Aquatic Therapy – Applications in Pain and Psychiatric Rehabilitation
by Bruce E. Becker, MD, MS
Many effects have been observed anecdotally throughout centuries of aquatic environment use for health maintenance and restoration but they are difficult to study. Predominant among these are the relaxation effect of water immersion and the effect that water immersion has on pain perception.
Skin sensory nerve endings are stimulated. Both animal and human studies suggest that sensory overflow may be the mechanism by which pain is less well perceived when the affected body part is immersed in water
Pain modulation is consequently affected with a rise in pain threshold, which increases with temperature and water turbulence, producing the proposed therapeutic effect of agitated whirlpool immersion [189,190].
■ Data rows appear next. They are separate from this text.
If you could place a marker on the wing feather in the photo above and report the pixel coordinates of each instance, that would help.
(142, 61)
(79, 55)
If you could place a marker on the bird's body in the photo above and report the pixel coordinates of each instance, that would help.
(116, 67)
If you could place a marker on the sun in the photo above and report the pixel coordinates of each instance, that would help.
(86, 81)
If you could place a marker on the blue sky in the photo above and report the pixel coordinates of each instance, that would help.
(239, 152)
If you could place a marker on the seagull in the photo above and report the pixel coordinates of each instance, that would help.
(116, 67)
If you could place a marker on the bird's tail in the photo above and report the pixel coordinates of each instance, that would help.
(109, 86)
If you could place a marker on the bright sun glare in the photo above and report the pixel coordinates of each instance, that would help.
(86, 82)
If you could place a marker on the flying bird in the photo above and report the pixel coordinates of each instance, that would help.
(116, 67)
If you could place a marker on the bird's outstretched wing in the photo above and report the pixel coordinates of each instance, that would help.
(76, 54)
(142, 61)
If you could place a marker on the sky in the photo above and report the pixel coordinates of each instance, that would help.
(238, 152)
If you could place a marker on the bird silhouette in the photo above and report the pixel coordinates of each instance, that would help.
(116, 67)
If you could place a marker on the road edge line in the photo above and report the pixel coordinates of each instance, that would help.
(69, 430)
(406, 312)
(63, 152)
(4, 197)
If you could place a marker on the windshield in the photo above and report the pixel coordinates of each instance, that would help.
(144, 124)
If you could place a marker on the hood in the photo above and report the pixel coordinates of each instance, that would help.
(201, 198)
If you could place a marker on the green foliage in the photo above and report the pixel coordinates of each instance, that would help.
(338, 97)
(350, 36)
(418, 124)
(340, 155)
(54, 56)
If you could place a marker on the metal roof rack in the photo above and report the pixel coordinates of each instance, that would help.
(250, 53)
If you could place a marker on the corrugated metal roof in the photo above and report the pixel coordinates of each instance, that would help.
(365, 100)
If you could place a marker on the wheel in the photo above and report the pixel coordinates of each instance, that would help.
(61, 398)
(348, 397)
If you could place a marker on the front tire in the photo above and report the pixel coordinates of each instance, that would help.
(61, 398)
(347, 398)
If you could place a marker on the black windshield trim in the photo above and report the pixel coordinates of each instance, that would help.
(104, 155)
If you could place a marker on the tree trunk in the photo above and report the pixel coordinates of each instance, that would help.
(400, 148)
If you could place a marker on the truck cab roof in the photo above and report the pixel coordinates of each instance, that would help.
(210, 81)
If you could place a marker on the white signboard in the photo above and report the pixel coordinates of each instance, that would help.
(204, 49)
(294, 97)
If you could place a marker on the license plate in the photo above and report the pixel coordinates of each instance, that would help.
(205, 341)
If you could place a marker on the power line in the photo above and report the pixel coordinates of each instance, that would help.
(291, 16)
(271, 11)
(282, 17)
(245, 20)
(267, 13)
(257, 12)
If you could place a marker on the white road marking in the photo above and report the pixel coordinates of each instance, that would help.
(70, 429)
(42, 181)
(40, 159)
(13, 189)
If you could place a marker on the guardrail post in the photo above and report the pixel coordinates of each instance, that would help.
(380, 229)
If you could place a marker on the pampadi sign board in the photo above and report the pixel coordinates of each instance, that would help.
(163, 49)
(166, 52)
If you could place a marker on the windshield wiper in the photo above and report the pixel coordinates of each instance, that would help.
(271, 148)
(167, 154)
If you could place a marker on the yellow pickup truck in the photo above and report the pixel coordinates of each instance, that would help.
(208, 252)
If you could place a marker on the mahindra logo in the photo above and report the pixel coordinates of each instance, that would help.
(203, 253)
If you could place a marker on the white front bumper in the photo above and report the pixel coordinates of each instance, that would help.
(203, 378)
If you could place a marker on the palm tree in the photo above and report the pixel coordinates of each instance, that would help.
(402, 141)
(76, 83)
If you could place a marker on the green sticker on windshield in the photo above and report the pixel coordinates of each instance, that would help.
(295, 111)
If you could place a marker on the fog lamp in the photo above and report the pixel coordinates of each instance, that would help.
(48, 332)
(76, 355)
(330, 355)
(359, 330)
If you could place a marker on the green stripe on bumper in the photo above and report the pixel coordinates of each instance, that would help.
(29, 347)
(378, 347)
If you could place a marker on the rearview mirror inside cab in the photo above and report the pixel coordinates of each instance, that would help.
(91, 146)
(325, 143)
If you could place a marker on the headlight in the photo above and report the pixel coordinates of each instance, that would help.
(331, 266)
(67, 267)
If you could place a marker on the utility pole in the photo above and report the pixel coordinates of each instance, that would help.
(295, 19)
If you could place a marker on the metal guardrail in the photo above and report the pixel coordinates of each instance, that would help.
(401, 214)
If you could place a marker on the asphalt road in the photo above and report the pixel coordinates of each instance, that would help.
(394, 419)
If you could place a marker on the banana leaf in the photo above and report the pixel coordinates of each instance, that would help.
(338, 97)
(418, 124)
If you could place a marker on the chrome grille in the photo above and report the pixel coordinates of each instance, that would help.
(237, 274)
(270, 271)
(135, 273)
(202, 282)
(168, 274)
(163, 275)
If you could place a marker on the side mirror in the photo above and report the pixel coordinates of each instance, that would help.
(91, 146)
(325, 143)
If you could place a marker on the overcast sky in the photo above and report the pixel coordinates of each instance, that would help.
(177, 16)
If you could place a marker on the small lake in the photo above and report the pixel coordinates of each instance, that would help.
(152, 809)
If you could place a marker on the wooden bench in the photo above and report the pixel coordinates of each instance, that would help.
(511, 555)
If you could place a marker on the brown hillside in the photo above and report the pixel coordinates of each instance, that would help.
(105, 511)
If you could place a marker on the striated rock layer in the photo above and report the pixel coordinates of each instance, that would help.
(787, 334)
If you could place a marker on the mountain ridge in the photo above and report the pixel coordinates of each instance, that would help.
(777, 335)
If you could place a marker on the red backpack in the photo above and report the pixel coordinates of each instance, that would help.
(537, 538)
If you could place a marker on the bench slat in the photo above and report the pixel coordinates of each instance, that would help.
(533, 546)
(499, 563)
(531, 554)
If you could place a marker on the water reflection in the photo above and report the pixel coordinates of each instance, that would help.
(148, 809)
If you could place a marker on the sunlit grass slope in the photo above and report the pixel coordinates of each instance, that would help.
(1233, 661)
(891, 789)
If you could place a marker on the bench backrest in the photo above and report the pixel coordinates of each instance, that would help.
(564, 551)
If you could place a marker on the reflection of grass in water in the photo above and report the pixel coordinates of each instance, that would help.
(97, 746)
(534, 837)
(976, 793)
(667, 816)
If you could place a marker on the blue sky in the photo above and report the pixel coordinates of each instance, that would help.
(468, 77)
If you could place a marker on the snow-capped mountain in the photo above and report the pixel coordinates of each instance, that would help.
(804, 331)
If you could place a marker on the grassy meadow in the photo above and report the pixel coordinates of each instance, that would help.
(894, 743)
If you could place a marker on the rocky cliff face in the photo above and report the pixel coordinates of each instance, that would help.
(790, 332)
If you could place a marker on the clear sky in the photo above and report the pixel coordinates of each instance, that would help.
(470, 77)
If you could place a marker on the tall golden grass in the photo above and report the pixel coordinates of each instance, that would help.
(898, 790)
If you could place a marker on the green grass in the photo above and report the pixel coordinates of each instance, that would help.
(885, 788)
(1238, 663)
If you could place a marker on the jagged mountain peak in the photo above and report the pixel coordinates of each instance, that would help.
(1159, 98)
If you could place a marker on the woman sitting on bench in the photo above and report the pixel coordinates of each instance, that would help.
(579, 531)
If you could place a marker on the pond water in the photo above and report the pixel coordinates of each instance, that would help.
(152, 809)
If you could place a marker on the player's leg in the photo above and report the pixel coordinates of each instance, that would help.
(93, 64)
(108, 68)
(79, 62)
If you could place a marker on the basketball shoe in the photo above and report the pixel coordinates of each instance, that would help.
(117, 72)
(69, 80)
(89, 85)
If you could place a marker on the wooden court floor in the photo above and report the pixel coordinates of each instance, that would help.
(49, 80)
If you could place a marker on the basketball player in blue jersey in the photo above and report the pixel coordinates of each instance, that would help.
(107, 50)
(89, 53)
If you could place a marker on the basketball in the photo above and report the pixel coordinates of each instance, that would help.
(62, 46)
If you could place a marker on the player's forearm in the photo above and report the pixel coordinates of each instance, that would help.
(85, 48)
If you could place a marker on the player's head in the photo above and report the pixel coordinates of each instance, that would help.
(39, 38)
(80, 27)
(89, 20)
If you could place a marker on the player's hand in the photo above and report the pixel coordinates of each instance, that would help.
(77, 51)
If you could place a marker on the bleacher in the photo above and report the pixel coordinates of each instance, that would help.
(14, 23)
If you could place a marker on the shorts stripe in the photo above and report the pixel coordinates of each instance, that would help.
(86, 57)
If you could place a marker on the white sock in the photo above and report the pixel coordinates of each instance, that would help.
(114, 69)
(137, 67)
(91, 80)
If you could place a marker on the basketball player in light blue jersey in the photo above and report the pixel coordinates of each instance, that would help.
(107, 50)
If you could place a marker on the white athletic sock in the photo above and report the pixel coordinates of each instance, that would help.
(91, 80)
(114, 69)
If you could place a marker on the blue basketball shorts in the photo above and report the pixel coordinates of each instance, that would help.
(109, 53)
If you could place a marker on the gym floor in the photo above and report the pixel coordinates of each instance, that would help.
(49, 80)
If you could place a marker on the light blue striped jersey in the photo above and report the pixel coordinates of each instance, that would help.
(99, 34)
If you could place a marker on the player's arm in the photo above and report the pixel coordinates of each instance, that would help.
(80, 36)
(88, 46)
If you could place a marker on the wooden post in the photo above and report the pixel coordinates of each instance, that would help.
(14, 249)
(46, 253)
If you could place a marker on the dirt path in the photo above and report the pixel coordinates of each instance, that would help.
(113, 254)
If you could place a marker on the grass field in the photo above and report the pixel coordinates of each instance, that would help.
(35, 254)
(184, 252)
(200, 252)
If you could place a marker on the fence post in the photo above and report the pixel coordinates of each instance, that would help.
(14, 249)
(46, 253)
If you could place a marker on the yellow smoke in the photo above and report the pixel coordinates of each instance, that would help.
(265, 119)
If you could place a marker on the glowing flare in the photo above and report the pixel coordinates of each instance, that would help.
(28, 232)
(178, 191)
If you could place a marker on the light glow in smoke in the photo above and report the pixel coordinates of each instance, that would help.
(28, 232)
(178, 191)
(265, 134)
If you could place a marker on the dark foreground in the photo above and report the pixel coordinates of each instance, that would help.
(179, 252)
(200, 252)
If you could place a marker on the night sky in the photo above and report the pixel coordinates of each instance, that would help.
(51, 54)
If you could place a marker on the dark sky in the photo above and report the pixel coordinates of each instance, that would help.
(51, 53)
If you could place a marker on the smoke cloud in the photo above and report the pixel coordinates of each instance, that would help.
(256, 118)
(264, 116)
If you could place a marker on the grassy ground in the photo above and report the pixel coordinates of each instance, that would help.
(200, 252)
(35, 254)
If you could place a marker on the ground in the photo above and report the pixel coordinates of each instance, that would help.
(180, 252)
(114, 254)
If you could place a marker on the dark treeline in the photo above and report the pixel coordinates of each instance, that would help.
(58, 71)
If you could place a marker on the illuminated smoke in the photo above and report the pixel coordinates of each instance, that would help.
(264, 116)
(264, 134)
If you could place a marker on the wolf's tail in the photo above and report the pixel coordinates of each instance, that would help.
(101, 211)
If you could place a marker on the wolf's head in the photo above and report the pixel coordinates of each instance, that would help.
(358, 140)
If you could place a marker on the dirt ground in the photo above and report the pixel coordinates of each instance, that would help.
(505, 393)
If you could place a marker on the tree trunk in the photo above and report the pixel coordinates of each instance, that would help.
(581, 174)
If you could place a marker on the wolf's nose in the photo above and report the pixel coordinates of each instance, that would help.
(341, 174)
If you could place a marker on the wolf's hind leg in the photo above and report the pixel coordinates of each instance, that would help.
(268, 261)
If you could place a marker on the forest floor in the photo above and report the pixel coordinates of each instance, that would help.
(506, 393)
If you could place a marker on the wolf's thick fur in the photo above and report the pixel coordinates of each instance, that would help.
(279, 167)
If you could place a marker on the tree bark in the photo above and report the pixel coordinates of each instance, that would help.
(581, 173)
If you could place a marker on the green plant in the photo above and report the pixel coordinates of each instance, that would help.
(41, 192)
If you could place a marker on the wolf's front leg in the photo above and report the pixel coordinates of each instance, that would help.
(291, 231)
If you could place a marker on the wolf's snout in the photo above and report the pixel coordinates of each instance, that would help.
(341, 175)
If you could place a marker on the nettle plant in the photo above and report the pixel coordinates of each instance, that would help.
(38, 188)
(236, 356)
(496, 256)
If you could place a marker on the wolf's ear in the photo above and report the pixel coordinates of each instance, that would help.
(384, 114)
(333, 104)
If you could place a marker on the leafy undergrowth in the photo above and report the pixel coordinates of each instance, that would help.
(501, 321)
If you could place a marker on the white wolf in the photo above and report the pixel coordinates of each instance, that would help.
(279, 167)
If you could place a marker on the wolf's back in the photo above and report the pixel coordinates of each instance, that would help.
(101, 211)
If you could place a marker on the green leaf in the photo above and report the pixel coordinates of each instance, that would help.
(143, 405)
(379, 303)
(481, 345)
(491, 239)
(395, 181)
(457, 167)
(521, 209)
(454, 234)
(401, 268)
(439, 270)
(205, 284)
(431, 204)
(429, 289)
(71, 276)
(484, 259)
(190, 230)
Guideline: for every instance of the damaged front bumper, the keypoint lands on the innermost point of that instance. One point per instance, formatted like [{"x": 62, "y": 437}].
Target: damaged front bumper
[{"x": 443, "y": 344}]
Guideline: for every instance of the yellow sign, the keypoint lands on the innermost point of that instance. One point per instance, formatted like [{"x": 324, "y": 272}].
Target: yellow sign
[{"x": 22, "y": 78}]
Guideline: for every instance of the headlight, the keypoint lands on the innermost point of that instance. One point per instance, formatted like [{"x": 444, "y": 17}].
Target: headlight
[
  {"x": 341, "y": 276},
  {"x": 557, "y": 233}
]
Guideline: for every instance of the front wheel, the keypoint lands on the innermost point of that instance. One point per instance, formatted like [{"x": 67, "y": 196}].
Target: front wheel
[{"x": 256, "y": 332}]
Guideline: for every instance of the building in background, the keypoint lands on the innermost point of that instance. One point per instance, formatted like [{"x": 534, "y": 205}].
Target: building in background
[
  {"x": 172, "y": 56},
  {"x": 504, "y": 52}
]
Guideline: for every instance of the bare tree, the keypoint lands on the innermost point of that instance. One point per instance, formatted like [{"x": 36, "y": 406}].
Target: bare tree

Numerous studies of pain in persons with fibromyalgia have shown statistically significant improvement in pain and function [119,120,122,127,129].
A 1998 study of postoperative pain found warm water immersion treatments to reduce pain and possibly promote wound healing .
Studies have shown that aquatic exercise reduces anxiety scores and increases perceived well-being, equal to or superior to the effects noted with land exercise activity [190,191].
Heart rate variability can be analyzed to assess the impact of respiration and autonomic nervous system activity. During relaxation states, heart rate variability demonstrates an autonomic bias toward vagal or parasympathetic nervous system control, whereas during stressed states, sympathetic nervous system influence predominates and heart rate variability decreases [192,193].
The heart rate variability pattern seen during immersion is that of vagal or parasympathetic control, indicating perhaps an inherent bias toward the relaxation state .
In work done in the author’s laboratory studying heart rate variability, peripheral circulation and core temperature during cool, neutral, and warm water immersion in both younger (ages 18-30) and older (ages 40-65) subjects , the authors found a dramatic decrease in sympathetic nervous system activity during warm water immersion, but less so during neutral immersion and an increase in sympathetic bias during cool water immersion. During warm water immersion, the authors also found a significant increase in sympathovagal balance, the interplay between the two components of the autonomic nervous system. Both groups of subjects responded similarly, although the older group had a more muted response. During the same study, the authors found consistent decreases in diastolic blood pressures and dramatically increased distal circulation.
Aquatic therapy techniques for pain management may include Watsu, an aquatic technique derived from Shiatsu massage and Bad Ragaz, a floating technique focusing on carefully controlled movement and breathing, and gently progressive strengthening combined with aerobic exercise.